The general formla is $mx''+cx'+kx=0$. Solving these mass spring systems is difficult for me when it comes to some of the position functions and period, frequency, and amplitude. This first problem does not require me to find the amplitude,period…etc just the damped and undamped position function (when $c = 0$). On the first problem the damped postion function was easy to find but the undamped was not. I really need a thorough explanation behind the ideas here and some of the algebra.
For example I am given the problem: $x{''} + 6x'+8x=0$ with initial values of position and velocity being, $x_0=2, v_0=0$. The general solution comes to $y(x)=4e^{-2x}-2e^{-4x}$ with $2,4$ being the constants that came about by plugging in the initial conditions.
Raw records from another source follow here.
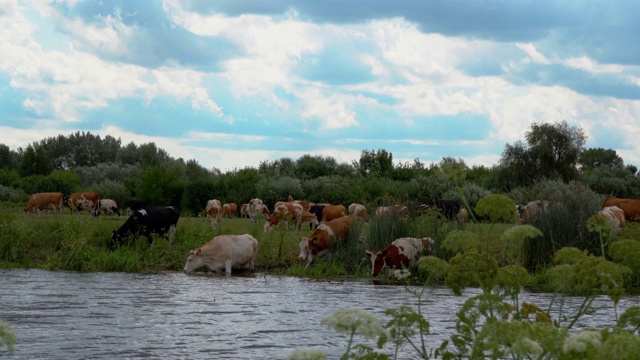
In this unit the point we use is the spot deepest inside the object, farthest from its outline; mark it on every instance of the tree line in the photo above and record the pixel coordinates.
(86, 162)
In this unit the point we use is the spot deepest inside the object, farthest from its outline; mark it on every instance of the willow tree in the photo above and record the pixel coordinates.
(551, 152)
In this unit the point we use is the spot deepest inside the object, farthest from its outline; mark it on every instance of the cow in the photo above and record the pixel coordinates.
(224, 251)
(305, 204)
(89, 201)
(403, 253)
(616, 215)
(39, 202)
(134, 204)
(255, 207)
(212, 211)
(317, 244)
(109, 206)
(532, 209)
(285, 211)
(317, 209)
(331, 212)
(359, 211)
(394, 210)
(228, 210)
(147, 221)
(631, 207)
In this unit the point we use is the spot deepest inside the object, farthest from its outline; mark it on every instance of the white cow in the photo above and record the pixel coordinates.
(224, 251)
(255, 207)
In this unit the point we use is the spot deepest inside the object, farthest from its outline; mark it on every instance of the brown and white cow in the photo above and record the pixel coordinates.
(317, 244)
(305, 204)
(403, 253)
(228, 210)
(39, 202)
(224, 251)
(213, 211)
(109, 207)
(616, 215)
(255, 207)
(287, 212)
(331, 212)
(89, 201)
(631, 207)
(359, 211)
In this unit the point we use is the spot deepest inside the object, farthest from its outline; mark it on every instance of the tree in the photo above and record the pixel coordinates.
(312, 167)
(597, 157)
(551, 152)
(375, 163)
(35, 162)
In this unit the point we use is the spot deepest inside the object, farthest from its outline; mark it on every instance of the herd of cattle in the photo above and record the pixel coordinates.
(331, 223)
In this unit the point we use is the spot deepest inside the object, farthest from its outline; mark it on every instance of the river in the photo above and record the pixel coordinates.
(68, 315)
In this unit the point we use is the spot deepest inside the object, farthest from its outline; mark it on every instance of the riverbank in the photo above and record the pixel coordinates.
(80, 243)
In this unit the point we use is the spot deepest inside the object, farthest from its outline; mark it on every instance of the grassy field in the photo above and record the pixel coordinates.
(80, 243)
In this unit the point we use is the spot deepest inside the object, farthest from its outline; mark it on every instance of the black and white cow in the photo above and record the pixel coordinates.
(148, 221)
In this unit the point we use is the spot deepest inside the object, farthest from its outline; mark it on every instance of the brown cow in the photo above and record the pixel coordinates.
(359, 211)
(229, 210)
(44, 201)
(331, 212)
(89, 201)
(631, 207)
(317, 244)
(285, 211)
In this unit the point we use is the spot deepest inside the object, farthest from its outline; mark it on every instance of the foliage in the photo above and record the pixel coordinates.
(551, 152)
(563, 223)
(160, 186)
(497, 208)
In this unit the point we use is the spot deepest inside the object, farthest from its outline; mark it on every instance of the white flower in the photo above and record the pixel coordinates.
(526, 346)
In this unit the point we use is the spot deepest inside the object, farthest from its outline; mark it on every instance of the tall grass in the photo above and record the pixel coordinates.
(563, 224)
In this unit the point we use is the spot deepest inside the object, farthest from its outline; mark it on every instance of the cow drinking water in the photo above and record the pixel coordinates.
(224, 252)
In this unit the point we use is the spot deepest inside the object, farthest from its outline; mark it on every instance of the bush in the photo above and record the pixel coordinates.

Clearly the un-damped position function is $x{''}+8x=0$. But we are given the following formulas. The undamped position function denoted $u(t)$ is $u(t)=R\cos(\mathbb{w}_ot-\delta)$ where $R=\sqrt{(c_1)^2+(c_2)^2}$ and $w_0 = \sqrt{\frac{k}{m}}$ and $\delta = \arctan(\frac{c_2}{c_1})$
This means I would gent $R=\sqrt{4^2+2^2}=\sqrt{20}=2\sqrt{5}$ and $w_0=\sqrt{8}=2\sqrt{2}$ Also $\delta=\arctan(\frac{-2}{4})=\arctan(-\frac{1}{2})=-.46036$ Combining all of these properties gives me:
$2\sqrt{5}\cos(2\sqrt{2}t+.46036)$ Some how the answer is just $2\cos(2\sqrt{2}t)$ I don't know why I am off. If someone could show me the steps, reasoning, and algebra that would be great.
The second problem is $x{''}+6x'+25=0$. I need to find the damped position function, the undamped position function, period, phase angle, amplitude. The roots come out to be complex roots: $-3 \pm 4i$ So the damped position function is $e^{-3x}[c_1\cos(4x)+c_2\sin(4x)]$ After plugging in the initial conditions $x_0=0$ and $v_0=-8$ I get $c_1=8$ and $c_2=-8$. However the back of the book gives a different answer..supposedly the damped position function is $2e^{-3t}\cos(4t-\frac{3\pi}{2})$ I can see where the exponential came from but to completely throw out the sin function makes no sense to me at all. Using the formulas for $R, \delta, w_0$ to get:
$R= \sqrt{8^2+(-8)^2} = \sqrt{128}= 8\sqrt{2}$ and $w_0=\sqrt{25}=5$ and $\delta=\arctan(\frac{c_1}{c_2})=\arctan(\frac{-8}{8})=\arctan(-1)=\frac{-\pi}{4}$ Putting this all together would give an undamped position function of $u(t)=8\sqrt{2}\cos(5t+\frac{\pi}{4})$ but the answer is $\frac{8}{5}\cos(5t-\frac{3\pi}{2})$ How do I find the period amplitude and phase angle? I see that some of these things like the amplitude is in the final solution for the damped position function.
Clearly I am missing some key points and I need them broken down and shown to me. I need to see where the algebra came from, how the operations work, when to apply them. Why is the damped position function as a solution, $e^{ax}[c_1\cos(bx)+c_2\sin(bx)]$ reduced to just a $\cos$ function with a shift?
Best Answer
For some reason, you seem to believe that the constants that you've calculated for the damped motion are the same for the undamped motion. It's not true. Just ignore what you have done before. Plug in the solution for undamped motion into the initial conditions, and you will get the result. So, in the first problem $$x(t)=R\cos(\omega t-\delta)$$ Calculating $v$, you get $$v(t)=-R\omega\sin(\omega t-\delta)$$ If you use $v(0)=0$, you get $\delta=0$. Then $x(0)=2=R$ from the first equation. So $$x(t)=2\cos(\sqrt 8 t)$$ Similarly, in the second problem, if you plug in $x(t=0)=0$, you should get $c_1=0$.